A typical example of a stochastic constraint problem is that of modeling portfolio optimization under the assumption that the portfolio return stochastically dominates a reference return, such as an index. This paper describes ways in which constraint-based ideas can be applied to stochastic optimization problems.
Crudely, stochastic domination of one variable by another means that the second variable can be expected to be larger than the first. There are two notions of stochastic dominance that are relevant here: first order and second order. Adding first-order dominance constraints to an optimization problem leads to a situation where the feasible region fails to be convex.
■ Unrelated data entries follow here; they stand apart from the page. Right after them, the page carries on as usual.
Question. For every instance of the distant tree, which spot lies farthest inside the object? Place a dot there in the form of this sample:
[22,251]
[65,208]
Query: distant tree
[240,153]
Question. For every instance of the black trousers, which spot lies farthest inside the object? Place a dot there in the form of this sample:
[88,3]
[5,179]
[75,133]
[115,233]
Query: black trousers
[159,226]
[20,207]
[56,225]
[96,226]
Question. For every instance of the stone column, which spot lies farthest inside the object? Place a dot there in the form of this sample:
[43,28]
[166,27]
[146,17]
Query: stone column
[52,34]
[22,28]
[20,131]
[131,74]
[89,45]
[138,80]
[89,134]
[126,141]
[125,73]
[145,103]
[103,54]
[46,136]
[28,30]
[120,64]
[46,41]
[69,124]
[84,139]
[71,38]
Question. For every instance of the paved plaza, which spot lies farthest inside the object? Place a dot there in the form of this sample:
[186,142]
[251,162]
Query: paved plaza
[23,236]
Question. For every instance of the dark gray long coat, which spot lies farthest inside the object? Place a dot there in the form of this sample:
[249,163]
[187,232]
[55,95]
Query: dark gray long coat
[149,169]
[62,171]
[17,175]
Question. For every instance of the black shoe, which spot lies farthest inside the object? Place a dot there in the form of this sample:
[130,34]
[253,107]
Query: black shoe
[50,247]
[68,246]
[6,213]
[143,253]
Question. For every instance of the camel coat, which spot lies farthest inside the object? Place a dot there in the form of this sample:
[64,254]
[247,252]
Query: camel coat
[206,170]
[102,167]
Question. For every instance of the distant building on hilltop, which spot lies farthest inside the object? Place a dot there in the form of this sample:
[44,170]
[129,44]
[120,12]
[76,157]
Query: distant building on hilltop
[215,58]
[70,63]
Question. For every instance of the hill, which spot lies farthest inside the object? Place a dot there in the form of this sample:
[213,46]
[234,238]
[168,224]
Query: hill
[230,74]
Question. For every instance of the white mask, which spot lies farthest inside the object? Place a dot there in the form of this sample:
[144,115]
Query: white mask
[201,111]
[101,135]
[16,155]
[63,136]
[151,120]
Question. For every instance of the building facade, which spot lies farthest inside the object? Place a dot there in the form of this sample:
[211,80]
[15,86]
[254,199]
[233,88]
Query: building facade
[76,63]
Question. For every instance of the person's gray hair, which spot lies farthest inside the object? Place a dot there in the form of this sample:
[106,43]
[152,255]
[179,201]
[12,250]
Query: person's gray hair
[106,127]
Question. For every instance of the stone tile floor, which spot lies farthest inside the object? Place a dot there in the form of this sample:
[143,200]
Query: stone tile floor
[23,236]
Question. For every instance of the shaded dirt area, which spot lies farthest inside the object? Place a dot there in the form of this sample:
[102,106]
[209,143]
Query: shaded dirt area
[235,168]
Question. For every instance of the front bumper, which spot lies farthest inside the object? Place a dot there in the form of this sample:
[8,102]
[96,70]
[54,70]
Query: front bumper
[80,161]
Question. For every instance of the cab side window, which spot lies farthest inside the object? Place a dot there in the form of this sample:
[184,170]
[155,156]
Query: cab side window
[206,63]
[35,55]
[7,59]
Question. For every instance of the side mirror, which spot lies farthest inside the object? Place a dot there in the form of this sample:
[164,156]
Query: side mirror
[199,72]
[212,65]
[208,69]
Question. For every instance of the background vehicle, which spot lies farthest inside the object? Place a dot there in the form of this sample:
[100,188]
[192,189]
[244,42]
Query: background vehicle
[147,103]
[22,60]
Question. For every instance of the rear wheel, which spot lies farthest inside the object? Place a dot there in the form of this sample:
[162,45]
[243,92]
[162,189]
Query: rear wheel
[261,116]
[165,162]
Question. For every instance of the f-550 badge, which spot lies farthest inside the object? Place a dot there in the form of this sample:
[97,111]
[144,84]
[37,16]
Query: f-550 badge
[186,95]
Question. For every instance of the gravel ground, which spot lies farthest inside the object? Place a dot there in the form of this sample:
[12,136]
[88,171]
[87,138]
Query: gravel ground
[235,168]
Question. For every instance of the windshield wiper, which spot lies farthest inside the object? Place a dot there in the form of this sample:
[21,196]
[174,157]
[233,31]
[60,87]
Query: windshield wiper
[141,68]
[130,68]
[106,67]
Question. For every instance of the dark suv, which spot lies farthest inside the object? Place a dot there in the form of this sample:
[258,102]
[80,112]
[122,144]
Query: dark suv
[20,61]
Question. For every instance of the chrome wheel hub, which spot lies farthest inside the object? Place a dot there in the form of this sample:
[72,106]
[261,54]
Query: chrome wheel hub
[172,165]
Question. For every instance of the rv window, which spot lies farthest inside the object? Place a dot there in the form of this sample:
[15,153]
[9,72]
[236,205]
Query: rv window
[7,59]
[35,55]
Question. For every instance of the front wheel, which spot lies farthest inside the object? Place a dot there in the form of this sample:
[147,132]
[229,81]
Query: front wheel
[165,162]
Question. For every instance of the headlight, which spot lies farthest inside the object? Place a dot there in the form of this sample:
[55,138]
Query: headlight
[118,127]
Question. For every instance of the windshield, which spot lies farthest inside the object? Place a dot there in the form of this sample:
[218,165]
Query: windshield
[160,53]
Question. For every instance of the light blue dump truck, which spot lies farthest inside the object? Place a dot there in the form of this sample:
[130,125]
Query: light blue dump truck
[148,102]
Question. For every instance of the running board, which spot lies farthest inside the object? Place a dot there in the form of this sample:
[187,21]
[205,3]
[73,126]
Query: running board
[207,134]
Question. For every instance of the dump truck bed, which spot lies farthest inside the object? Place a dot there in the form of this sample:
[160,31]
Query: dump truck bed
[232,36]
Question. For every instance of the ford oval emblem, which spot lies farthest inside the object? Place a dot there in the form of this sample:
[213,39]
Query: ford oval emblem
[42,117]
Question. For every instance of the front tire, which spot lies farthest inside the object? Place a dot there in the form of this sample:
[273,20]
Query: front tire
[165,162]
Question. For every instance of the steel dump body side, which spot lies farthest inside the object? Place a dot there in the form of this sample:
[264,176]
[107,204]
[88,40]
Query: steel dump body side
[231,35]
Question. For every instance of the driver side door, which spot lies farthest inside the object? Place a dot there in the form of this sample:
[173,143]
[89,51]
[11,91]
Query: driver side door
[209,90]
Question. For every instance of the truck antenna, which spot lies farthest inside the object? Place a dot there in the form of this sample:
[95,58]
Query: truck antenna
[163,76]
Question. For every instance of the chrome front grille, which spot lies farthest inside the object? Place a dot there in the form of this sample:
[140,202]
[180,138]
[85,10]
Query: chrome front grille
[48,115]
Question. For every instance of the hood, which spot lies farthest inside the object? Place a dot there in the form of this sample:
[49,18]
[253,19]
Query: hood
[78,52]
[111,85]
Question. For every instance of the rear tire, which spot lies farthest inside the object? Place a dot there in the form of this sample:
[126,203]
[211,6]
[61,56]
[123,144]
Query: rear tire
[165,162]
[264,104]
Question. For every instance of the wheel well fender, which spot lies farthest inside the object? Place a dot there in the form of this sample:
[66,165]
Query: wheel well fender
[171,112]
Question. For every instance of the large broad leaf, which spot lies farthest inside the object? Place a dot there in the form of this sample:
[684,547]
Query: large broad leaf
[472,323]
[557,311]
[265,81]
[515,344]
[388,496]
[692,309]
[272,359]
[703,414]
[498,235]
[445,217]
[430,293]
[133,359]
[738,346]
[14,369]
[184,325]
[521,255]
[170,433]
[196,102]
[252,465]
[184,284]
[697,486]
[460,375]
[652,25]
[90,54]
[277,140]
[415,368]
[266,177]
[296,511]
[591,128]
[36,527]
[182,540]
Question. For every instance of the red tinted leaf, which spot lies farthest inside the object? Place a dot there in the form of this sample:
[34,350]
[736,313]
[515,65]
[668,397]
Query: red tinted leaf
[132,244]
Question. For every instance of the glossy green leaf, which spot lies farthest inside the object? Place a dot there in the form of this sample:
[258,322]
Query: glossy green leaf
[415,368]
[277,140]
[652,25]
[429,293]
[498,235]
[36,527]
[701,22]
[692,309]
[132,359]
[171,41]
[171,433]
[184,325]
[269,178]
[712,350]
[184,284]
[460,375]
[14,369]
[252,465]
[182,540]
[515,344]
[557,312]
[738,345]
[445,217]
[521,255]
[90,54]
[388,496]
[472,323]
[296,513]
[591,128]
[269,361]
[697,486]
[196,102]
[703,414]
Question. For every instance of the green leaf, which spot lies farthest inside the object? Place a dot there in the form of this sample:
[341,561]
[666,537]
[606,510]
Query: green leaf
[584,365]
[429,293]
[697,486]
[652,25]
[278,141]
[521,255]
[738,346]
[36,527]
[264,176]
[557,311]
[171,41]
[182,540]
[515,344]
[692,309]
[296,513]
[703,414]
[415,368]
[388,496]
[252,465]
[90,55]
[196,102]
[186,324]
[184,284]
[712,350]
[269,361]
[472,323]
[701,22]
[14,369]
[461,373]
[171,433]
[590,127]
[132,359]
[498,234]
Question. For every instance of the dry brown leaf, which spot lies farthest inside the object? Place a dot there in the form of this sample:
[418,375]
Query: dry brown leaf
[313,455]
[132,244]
The paper describes a new relaxation of a first-order constrained optimization model obtained by using second-order stochastic domination (SSD). This relation has a convex feasible set. The authors derive a number of valid constraints for the problem, and generate disjunctive cuts that are valid for the relaxed problem. They further develop three heuristics for constructing feasible solutions. The methods are applied to a number of instances of the portfolio optimization problem. The authors’ SSD relaxation method is compared to the usual linear programming (LP) relaxation (which is obtained by introducing binary variables). The SSD relaxation shows a significantly smaller relative optimality gap, and at the same time is able to handle instances where the usual LP relaxation runs out of memory.
The efficacy of the three heuristics is also compared. The paper assumes familiarity with disjunctive cuts and the lift-and-project procedure. The details of the authors’ contribution are presented explicitly, so the paper can be fairly easily followed.